Lastly and most simply, just ask employees there what they are working on and how they go about assigning tasks. If everyone is touching a the codebase and that's not what you want, avoid the role!
I got some very helpful answer to this. The most important one was probably "Just ask the other people there how things get assigned." (And independent of front- or back-end engineering, while reading what everyone had to say, I realized I should figure out how go back to smaller companies; I am usually happier putting out fires with a small group of people.)
I appreciate it, HN. Thanks!
It’s so much simpler to only have one major tool to stay on top of rather than adding npm, react and webpack plus all the rest.
We still do a load of front end work, but it’s html, tailwind and vanilla JS.
Are any others looking to do this to?
Surely you’re better off if you’re sticking to 100% rails/django/laravel?
It doesn't matter until you say 'No' to them, or else you will find yourself running into the exact same problems you are describing here.
You mentioned startups and scaling problems. Scaling problems are typically for smaller companies.
You need places with 500+ engineers. Look at bank, insurance, bigN, anything in the f500
I honestly disapprove of Java as a language, it's simple so I can write it, but find no joy in it whatsoever. Not once have I mentioned Java on my LinkedIn, CV, or in person.
Every company I've worked for, I had to write Java. Sometimes it's their backend, and I'm their frontend guy and get assigned end-to-end tasks. Sometimes it's more obscure, like an Android app (hey, you're the frontend person, and Android apps have frontend!)
In my current company I seem to have broken the Javacurse by moving into a low managerial role, so now I can assign the tasks I hate to people less offended by this nonsense.

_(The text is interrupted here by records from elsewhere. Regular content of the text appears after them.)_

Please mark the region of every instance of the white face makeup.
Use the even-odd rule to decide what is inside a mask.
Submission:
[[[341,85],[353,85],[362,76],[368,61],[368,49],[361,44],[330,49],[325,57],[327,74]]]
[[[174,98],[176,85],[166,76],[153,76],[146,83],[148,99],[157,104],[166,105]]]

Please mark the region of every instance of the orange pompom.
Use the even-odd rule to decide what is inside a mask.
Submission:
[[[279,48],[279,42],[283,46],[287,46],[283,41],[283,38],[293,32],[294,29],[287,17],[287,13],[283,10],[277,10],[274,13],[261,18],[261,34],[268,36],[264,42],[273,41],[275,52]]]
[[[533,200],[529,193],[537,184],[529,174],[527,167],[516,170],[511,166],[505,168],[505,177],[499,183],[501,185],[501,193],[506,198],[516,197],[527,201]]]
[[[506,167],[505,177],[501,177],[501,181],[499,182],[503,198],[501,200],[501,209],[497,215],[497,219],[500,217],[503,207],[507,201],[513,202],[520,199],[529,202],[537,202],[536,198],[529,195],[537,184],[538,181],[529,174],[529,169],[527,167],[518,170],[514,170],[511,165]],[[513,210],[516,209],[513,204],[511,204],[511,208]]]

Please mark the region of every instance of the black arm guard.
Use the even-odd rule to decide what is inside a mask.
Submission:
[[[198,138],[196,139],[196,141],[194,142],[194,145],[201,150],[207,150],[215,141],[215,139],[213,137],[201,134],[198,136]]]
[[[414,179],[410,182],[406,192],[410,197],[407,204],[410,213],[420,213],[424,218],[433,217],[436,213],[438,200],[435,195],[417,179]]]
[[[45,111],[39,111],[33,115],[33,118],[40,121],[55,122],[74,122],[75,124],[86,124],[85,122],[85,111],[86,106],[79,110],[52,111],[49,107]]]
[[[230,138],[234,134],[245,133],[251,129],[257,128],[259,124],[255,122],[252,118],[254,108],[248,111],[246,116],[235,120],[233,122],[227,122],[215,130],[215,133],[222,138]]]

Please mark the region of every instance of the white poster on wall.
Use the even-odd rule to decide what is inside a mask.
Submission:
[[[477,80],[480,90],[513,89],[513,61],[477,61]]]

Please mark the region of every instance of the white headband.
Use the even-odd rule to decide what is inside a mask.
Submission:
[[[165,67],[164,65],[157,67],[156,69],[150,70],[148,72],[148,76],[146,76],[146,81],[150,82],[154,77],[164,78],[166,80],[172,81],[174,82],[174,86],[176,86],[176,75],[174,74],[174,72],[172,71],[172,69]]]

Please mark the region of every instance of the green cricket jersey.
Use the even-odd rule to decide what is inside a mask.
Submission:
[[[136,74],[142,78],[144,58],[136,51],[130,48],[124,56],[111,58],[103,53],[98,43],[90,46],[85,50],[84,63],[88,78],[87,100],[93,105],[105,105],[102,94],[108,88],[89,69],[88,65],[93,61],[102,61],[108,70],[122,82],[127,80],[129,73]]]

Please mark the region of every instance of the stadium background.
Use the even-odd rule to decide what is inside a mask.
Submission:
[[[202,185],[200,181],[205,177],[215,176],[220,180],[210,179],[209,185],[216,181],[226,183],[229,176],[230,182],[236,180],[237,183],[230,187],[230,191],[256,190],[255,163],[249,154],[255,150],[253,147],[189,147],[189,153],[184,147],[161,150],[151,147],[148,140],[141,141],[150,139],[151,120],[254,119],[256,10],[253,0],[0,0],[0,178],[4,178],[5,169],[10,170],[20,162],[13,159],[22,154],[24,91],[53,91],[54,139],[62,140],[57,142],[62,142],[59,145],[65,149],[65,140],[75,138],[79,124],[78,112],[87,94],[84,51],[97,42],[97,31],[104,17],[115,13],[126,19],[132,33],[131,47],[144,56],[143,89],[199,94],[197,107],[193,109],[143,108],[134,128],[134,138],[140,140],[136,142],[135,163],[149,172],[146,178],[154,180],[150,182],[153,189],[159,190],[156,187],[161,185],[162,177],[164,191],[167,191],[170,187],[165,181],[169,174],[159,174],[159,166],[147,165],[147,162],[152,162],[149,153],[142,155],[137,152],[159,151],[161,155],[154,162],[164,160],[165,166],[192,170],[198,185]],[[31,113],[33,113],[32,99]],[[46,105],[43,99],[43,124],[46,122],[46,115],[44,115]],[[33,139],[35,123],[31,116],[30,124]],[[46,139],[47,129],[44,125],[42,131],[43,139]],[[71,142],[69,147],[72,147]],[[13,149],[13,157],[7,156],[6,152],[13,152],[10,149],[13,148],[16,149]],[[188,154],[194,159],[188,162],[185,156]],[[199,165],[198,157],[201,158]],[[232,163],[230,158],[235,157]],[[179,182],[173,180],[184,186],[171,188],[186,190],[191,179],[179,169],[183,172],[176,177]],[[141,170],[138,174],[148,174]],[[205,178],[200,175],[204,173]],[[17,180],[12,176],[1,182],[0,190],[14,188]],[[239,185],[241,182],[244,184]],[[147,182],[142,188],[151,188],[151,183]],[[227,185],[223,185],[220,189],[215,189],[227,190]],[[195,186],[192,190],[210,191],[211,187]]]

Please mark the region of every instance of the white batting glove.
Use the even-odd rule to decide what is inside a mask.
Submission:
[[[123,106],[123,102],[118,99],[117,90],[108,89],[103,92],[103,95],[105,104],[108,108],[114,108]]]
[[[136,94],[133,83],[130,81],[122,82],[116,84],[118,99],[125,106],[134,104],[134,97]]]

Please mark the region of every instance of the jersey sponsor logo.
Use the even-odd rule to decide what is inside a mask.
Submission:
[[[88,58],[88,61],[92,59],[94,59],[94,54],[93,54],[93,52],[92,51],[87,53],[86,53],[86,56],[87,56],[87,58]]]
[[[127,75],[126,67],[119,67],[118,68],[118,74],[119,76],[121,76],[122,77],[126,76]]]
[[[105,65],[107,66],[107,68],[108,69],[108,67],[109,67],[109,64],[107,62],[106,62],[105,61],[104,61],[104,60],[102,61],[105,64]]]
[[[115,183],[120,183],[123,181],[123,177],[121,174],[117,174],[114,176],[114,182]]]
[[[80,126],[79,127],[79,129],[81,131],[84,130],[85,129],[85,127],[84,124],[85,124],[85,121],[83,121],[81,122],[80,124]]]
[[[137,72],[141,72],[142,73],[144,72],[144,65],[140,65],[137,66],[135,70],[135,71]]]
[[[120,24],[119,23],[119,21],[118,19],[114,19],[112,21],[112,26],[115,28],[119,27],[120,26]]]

You haven't described the positions you interview for, so it's hard to say, but if you find the situation repeating over several jobs, it seems likely that you're applying for similar positions. If this is so, then you clearly need to stop applying for that specific kind of position.
Note that you may not realize they are similar positions, or what it is that they have in common and makes it "wrong".
Maybe at Google you can get away with being the "person that does X-only" but that doesn't work in most companies.
Your job is to do _the thing_ if that thing includes front end work, then you do the front end work.